Normally, this collection would be a good candidate for a Forgotten Book anyway: a paperback original published in the Seventies, reprinting some great stories from the pulp WEIRD TALES, with a great cover, to boot. But it’s especially appropriate to remember this book at this time of year. Some of you already know why. For the rest of you, I’ll get to it in a minute.

But first, here’s the line-up of stories: “The Valley of the Worm” by Robert E. Howard (one of REH’s best yarns), “The Sapphire Goddess” by Nictzin Dyalhis (an obscure but often excellent author of fantasy, who published only a few stories), “He That Hath Wings” by Edmond Hamilton (a fine story by an author who is still underrated), “Mother of Toads” by Clark Ashton Smith (I’m not a huge CAS fan, but this story is enjoyably creepy), “The Thing in the Cellar” by David H. Keller M.D. (already an old-timer when WEIRD TALES was new), and “Giants in the Sky” by Frank Belknap Long (who had a long, productive career as author and editor for not only the pulps but also the digest fiction magazines). Pretty good stuff all around.

But there’s one other story in WORLDS OF WEIRD, and it’s the reason this is a good time of year to be talking about this book. It’s simply titled “Roads”, and the author is Seabury Quinn, best known for his long-running series in WT about occult investigator Jules de Grandin. “Roads” is a non-series story, and it’s also a Christmas story.

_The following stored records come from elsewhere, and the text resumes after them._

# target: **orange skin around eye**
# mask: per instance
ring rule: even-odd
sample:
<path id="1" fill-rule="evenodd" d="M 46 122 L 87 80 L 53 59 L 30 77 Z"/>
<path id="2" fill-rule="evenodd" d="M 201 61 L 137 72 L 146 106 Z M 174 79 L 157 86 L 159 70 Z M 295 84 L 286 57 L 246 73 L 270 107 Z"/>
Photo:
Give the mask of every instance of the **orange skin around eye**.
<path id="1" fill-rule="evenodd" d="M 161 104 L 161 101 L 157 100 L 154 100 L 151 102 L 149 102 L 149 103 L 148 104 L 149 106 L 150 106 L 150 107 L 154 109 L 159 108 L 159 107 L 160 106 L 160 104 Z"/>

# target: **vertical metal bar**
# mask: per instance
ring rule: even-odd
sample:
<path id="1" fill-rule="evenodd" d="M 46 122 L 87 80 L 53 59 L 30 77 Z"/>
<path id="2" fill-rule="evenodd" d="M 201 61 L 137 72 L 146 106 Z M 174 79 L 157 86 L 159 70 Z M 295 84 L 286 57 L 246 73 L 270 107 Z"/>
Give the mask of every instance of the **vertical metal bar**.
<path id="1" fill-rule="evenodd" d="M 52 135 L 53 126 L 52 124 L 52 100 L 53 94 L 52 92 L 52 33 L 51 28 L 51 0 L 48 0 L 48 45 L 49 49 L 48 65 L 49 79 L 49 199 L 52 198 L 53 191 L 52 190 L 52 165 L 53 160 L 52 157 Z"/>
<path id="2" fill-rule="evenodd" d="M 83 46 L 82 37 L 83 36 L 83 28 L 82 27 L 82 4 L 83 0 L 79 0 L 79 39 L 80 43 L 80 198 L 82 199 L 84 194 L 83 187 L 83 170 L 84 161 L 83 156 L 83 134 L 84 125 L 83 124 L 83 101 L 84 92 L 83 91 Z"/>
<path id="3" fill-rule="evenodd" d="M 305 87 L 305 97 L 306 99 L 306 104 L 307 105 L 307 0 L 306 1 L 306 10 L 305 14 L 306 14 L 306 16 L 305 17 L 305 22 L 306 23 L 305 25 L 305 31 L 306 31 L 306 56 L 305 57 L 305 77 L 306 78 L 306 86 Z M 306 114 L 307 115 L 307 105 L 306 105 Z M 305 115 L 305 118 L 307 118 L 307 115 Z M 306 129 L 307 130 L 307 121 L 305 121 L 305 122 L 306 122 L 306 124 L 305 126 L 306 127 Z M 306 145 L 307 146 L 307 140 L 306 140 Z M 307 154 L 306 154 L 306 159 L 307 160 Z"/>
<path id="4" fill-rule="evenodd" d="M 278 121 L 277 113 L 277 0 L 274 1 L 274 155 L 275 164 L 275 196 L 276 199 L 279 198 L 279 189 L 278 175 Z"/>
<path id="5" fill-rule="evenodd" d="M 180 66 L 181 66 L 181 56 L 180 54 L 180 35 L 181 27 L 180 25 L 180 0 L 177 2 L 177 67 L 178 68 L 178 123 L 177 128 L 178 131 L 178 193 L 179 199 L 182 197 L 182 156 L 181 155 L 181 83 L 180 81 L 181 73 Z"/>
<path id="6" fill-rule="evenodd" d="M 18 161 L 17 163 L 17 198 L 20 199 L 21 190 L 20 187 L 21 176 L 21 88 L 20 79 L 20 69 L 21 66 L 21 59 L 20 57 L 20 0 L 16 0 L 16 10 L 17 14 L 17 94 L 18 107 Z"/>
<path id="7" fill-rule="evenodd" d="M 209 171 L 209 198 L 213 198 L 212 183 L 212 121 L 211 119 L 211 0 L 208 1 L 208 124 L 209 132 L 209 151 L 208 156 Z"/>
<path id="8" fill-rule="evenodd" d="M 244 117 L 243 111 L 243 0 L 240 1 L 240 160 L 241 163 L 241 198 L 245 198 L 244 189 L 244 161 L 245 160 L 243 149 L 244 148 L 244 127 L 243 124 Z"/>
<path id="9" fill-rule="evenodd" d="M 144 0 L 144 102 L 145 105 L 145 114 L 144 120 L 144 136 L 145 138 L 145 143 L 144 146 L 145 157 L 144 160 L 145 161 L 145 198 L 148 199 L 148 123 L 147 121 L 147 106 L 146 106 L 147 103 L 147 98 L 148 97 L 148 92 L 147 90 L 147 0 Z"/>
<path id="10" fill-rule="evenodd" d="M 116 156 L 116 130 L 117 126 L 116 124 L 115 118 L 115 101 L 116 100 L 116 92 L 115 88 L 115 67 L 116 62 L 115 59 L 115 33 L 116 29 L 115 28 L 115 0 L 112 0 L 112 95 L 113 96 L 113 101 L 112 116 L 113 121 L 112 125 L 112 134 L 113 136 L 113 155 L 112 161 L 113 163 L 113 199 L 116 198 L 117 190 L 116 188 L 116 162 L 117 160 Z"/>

You might not think so when you start reading it, but as you go along, you’ll be thinking to yourself, “Wait a minute . . . could this be . . . nah, surely not . . . yeah, it is!” I think it’s the best thing Quinn ever wrote, and it’s one of my favorite Christmas stories as well. If you don’t have a copy of WORLDS OF WEIRD, it’s probably too late to hunt one up and read “Roads” before Christmas this year, but if you have the book sitting on your shelves and have never read it, now’s the time to go dig it out. And read the other stories, while you’re at it. It’s a great book, any time of year.